Although topoisomerase I inhibitors and PARP inhibitors have been combined before to treat solid tumors and lymphoma, the new study is the first to test this dual approach in brain tumors. Niraparib is FDA-approved to treat advanced epithelial ovarian, fallopian tube, and primary peritoneal cancers, and is currently being tested in clinical trials to target brain tumors. LMP400 has not been tested in brain tumors, but the NOB researchers suspected it would be effective against glioblastomas because it is extremely potent and has fewer side effects than other topoisomerase I inhibitors.
“This is a very special drug combination,” says Olga Kim, M.D., Ph.D., an NOB postdoctoral fellow and the study’s first author. “Not only can LMP400 and Niraparib reach the brain to treat tumors there, but they are able to target this very specific subset of glioblastomas.

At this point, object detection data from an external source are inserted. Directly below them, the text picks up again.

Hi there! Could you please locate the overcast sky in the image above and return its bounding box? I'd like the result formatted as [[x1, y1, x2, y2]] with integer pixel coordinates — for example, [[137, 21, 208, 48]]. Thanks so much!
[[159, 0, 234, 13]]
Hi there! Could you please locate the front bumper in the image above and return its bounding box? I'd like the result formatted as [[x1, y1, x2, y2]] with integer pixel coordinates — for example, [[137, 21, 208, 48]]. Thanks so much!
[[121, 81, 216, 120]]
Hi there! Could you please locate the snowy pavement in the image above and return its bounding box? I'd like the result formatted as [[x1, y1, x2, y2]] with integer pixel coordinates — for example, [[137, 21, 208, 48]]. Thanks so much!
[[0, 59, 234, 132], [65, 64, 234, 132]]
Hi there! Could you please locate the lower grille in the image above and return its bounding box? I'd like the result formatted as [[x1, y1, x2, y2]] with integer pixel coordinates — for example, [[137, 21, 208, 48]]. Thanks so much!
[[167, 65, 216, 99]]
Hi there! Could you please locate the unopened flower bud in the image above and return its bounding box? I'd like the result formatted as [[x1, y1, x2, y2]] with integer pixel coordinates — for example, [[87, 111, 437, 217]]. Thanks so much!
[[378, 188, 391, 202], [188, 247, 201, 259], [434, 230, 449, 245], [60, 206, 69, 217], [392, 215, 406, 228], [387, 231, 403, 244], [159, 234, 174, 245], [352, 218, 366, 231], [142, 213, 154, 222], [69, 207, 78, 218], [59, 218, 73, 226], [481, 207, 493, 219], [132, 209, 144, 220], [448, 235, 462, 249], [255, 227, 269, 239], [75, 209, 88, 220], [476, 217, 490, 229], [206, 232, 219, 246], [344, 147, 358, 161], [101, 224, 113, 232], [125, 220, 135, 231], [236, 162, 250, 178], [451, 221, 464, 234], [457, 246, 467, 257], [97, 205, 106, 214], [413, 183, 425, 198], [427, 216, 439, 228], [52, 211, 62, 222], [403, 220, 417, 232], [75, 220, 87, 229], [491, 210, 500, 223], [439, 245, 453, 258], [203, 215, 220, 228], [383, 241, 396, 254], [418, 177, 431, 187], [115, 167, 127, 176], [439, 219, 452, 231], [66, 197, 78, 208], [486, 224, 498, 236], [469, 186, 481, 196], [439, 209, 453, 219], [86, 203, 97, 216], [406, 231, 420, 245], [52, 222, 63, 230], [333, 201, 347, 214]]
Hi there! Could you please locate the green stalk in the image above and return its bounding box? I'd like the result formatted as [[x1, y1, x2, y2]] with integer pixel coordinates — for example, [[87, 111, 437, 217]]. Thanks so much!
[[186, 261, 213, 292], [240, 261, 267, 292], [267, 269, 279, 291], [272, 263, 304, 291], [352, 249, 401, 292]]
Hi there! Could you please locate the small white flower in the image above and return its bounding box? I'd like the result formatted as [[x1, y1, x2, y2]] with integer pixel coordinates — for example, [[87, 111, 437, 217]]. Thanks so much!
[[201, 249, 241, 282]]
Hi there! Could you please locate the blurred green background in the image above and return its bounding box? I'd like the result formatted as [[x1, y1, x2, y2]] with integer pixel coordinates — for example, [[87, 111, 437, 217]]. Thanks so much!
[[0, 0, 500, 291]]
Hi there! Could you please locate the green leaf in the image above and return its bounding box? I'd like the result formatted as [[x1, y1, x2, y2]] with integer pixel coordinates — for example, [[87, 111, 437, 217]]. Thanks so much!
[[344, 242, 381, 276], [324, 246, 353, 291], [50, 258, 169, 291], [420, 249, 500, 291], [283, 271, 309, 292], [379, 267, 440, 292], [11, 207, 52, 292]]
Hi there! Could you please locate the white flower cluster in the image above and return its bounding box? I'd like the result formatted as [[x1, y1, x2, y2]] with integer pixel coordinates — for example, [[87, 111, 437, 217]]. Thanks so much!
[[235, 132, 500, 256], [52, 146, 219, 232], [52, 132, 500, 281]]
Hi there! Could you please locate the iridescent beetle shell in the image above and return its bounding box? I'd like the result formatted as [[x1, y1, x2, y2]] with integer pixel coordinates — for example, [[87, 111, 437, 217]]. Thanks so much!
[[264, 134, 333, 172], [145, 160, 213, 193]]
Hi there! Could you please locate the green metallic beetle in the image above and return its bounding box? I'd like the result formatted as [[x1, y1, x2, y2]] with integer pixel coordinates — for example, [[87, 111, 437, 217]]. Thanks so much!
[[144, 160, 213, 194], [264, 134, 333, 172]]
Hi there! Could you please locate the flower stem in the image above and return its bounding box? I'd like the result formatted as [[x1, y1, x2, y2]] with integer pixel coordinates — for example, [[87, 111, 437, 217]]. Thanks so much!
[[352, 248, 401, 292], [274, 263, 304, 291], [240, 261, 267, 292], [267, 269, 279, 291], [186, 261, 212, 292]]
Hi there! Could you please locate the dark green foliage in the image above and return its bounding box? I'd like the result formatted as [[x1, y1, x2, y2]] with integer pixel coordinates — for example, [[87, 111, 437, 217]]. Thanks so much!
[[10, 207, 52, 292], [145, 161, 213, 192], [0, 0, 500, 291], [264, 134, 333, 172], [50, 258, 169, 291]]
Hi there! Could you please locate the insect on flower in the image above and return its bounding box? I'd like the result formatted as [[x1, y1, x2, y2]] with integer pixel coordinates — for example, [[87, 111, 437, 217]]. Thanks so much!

Glioblastoma patients do not have many treatment options, and we hope that this precision medicine approach will help them receive better care.”
Through a series of experiments conducted in cell lines and mice, the researchers found that PTEN-deficient glioblastoma cells are particularly sensitive to LMP400. Adding Niraparib augmented these effects and killed more tumor cells, in addition to prolonging survival in a mouse model.
“Oftentimes glioblastomas will develop resistance to a single drug agent, so combining the two drugs can help overcome this resistance,” Dr. Kim says. “It also means we can use a lower dose of each drug, which decreases the likelihood of side effects.”
In addition to demonstrating the synergistic effects of using the two drugs in combination, the researchers also investigated whether LMP400 and Niraparib could pass the blood-brain-barrier. The blood-brain-barrier contains proteins called ABC transporters, which protect the CNS by sensing foreign substances and pumping them back out into the bloodstream. The researchers were pleased to see that neither drug was affected by the transporters—unlike other topoisomerase I inhibitors and a common PARP inhibitor that the team tested called Olaparib. This signified that the drugs would likely be able to reach brain tumors in patients.
According to Dr. Wu, the fact that PTEN deficiency sensitizes glioblastoma cells to this combined therapeutic approach is extremely exciting. She hopes their results will allow them to help people with this type of glioblastoma.
“This study sets a strong scientific foundation that could help to meet the unmet needs of glioblastoma patients,” she says. In the future, her team plans to translate these preclinical findings to clinical trials to test the benefit to people with glioblastoma—and ultimately improve their care and outcomes.